Thailand is the home of so much great food. Noodle dishes, grilled dishes, amazing seafood but what really brings the big flavours of Thailand is the curry.
Unlike Indian Curry, Thai Curry is less of a heavy warming comfort food and more a thin consistency curry which adds fresh spicy kick to a Thai meal. Based on a totally unscientific survey of my friends Thai food seems to be much more popular than Indian cuisine, mostly because Indian food is too heavy and it’s aromatics are unpleasant. While Thai cuisine is light and much more approachable. This I agree with in some ways but not in others.
Thai Cuisine has two divisive aspects that could turn off someone who is new, cilantro and spice. Cilantro also known as green coriander or mexican basil* actually tastes and smells bad to a significant section of the population because of genetic factors. The leafy herb gives of large amounts of a chemical group called aldehydes. Very similar compounds are released in soaps and in bedbugs. Most people’s brains don’t make the connection but there is a small amount of the population, who’s brains do make their connection and thus Cilantro and many times Arugula taste unpleasant. Spice is the other one, many people prefer not to eat spicy food** but there is also many people who have legitimate health concerns when it comes to spicy food*** and that is understandable.
Some of the main ingredients in a Thai Curry are, coconut milk, lime, ginger, garlic, galangal****, onions, shallots, shrimp paste and lemongrass.
Here are a few common curries you will find in a Thai restaurant to make ordering a breeze. With this caveat, you need to communicate as much as you can with your server on how hot you can expect things. Heat is subjective, but sometimes just letting a server know you are sensitive to heat will allow them to communicate to the chef to tone down the heat. Or they may be sadist Buddhists who want to see you sweat (those are my favourite).
Kaeng Kari:(Yellow Curry) This curry is less yellow and more brown when it comes to you at the table. Normally this actually eats more like an indian curry as it includes coriander, mace, cumin, fenugreek, garlic, bay leaf, and cinnamon. But there is also a Thai twist with the addition of lemongrass, galangal, palm syrup and coconut milk. Normally this is a medium heat curry but some places will ramp it up by adding ungodly amounts of chili.
Kaeng Khaio Wan:(Sweet Green Curry) This is where Thai cuisine really gets going with the interplay between sweet and heat. Green curries are super approachable because of their mellow flavour but many are made very hot as well.
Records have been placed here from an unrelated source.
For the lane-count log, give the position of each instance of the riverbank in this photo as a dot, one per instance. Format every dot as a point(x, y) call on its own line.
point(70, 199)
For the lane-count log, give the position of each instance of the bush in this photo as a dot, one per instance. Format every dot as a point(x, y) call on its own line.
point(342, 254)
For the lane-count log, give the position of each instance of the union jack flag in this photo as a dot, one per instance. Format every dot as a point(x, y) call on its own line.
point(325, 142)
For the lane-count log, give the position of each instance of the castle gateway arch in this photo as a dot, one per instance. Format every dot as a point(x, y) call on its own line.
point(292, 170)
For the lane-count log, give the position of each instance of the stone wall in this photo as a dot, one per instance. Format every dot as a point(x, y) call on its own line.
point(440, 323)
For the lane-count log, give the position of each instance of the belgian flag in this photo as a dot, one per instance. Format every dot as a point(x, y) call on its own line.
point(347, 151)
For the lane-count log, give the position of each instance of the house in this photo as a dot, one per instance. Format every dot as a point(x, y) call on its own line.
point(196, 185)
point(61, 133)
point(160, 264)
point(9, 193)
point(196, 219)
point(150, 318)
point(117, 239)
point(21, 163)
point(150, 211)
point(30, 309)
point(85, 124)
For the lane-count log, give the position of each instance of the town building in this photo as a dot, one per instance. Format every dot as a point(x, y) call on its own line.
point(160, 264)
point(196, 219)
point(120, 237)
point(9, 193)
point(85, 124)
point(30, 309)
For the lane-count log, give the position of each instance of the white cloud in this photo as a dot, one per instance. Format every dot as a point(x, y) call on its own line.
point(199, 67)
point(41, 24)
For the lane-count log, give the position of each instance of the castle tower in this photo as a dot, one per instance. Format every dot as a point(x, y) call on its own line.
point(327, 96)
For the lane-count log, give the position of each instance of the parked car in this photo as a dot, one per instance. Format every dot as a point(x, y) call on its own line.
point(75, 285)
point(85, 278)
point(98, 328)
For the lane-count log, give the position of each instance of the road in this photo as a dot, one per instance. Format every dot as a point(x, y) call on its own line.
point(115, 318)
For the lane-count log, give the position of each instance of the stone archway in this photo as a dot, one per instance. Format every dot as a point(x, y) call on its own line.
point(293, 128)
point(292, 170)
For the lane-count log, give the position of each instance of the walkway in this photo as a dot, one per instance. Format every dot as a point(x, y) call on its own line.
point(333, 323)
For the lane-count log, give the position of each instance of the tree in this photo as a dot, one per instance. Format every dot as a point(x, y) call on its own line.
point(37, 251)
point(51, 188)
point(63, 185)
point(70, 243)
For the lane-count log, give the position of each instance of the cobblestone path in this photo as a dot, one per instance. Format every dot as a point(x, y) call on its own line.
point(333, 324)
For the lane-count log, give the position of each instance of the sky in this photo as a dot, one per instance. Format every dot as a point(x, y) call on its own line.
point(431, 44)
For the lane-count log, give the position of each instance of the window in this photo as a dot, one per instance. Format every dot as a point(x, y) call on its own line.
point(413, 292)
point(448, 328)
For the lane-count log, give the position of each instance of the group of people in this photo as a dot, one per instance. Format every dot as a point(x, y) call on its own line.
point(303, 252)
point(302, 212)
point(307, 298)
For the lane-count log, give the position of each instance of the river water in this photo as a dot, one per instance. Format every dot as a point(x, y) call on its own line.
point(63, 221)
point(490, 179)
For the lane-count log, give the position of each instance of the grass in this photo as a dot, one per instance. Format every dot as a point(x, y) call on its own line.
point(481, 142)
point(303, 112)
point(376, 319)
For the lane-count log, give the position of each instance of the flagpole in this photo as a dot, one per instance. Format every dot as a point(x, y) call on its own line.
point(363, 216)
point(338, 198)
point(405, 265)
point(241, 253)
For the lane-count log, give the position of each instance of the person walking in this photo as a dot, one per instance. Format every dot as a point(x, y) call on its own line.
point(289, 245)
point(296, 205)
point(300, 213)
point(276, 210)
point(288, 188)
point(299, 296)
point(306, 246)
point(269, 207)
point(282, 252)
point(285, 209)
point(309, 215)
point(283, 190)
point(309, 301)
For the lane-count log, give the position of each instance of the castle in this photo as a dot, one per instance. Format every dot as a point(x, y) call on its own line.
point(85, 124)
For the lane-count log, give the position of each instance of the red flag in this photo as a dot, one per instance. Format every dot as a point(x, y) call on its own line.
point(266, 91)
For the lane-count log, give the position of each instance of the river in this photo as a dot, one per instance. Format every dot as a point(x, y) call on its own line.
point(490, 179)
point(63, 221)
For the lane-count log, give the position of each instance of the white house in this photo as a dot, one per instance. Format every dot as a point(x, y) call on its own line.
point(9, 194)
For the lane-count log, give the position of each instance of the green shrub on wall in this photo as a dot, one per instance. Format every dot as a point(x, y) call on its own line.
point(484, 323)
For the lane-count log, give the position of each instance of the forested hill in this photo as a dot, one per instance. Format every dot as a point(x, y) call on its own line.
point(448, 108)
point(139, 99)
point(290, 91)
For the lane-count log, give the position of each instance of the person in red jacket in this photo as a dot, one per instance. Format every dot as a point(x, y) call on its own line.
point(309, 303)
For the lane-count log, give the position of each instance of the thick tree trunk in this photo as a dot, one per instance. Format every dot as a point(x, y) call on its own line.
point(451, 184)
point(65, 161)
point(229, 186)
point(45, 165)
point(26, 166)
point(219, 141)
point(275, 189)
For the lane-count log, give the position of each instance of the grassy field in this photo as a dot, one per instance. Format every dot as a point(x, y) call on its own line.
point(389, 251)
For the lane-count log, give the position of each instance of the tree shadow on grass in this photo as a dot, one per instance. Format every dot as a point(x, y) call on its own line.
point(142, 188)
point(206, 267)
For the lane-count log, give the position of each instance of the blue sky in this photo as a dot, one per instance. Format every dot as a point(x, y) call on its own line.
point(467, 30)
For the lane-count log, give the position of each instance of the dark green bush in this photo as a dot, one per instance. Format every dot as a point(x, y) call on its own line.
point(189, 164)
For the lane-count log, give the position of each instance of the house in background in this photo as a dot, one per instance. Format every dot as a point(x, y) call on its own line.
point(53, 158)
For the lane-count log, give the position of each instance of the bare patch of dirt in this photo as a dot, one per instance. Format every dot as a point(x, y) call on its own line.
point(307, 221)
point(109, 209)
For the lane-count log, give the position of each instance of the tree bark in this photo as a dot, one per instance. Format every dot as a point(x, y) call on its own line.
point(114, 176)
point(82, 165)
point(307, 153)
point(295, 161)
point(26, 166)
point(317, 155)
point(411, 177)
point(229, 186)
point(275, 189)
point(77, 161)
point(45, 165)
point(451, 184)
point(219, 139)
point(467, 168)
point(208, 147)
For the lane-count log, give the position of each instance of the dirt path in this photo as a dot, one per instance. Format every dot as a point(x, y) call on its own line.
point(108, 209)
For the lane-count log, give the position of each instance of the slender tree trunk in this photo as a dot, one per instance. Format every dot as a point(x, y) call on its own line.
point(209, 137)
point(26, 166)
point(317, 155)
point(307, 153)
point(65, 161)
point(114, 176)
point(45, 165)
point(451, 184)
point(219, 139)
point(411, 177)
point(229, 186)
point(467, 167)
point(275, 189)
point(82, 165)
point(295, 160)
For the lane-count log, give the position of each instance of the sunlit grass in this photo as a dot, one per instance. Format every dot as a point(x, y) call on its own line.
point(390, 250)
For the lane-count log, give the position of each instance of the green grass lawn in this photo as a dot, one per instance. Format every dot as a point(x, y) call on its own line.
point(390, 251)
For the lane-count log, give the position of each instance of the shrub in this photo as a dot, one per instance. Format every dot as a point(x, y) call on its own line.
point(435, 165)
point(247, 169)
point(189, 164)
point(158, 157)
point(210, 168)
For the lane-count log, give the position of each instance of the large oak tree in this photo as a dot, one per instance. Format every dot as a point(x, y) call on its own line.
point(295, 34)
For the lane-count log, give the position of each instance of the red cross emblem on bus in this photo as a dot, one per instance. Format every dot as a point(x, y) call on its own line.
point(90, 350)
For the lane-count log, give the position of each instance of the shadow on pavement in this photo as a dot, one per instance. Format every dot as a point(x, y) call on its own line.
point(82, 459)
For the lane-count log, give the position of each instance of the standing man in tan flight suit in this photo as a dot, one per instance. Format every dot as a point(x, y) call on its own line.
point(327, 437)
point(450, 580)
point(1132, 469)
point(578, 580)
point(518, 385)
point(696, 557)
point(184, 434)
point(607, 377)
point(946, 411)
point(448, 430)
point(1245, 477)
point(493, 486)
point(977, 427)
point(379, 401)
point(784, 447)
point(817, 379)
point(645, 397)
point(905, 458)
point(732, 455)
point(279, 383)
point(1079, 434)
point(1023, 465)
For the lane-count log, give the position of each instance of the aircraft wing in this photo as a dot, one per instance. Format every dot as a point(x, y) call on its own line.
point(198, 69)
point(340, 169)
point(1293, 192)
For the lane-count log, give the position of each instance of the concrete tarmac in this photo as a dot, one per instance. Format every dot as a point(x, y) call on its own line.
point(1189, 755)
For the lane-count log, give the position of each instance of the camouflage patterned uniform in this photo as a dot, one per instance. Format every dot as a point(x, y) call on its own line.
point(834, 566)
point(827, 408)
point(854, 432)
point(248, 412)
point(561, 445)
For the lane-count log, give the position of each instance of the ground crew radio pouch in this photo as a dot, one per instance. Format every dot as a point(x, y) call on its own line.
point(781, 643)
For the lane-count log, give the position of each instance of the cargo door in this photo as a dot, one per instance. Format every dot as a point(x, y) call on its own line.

Normally served with chicken or shrimp this curry is a blend of kaffir lime, green chilies, galangal, white pepper, garlic, cumin seed, shrimp paste and fish sauce. The paste is then added to split coconut milk heated and served.
Kaeng Phet:(Red Curry) If green means go, red mean stop. Red Curry is very similar to green curry but without that buffer of sweetness. The paste is essentially the same as a green curry but with the use of the hotter red thai chili. Much less coconut milk is used and much more fish sauce. This curry was designed for beef, duck, pork, or frog, and it will make the undersides of your eye lids sweat.
Massaman Curry:(Muslim Curry) Massaman Curry is a brown curry that plays with the sweet and spicy relationship. Easily my favourite curry because of it’s complexity and it’s hypocrisy. Nothing beats eating a “muslim” curry that is filled with crispy, tasty, BBQed pork and pork skin. The massaman curry paste consists of coconut milk, tamarind syrup, roasted peanuts, potato, bay leaf, cardemom pods, star anise, cinnamon, chilies and fish sauce. It is also usually garnished with Thai Chilies which have been macerated in vinegar and palm sugar.
Phanaeng:(Penang Curry) Penang is a small island off the coast of Malaysia which is known as one of the great melting pots of Asian cuisine. This is a thai take on the much milder curry found on the island. It’s a great beginner curry, because of it’s mildness and it’s ability to balance tropical flavours against usually beef cheek or flank steak.
Phat phrik khing:(Stir Fried chili ginger curry) This is a dry curry that doesn’t include coconut milk. It’s very interesting in that it contains no ginger though it’s name would lead you to believe that it did. This is an oil based curry and if you are not a fan of coconut milk this may be the curry for you. Medium heat to high in spice, this curry is the flavours of thailand unadulterated. It’s spicy, it’s fresh, it’s acidic but it’s comforting.
So now that you have two types of curry under your belt(indian, thai) go out and explore what you like.
*The mexicans are even taking basil’s job.
***Ulcers, heart conditions, gastro-oesophageal reflux, Crohn’s & Colitis to name a few.
****An Indonesian root much like ginger but more pungent.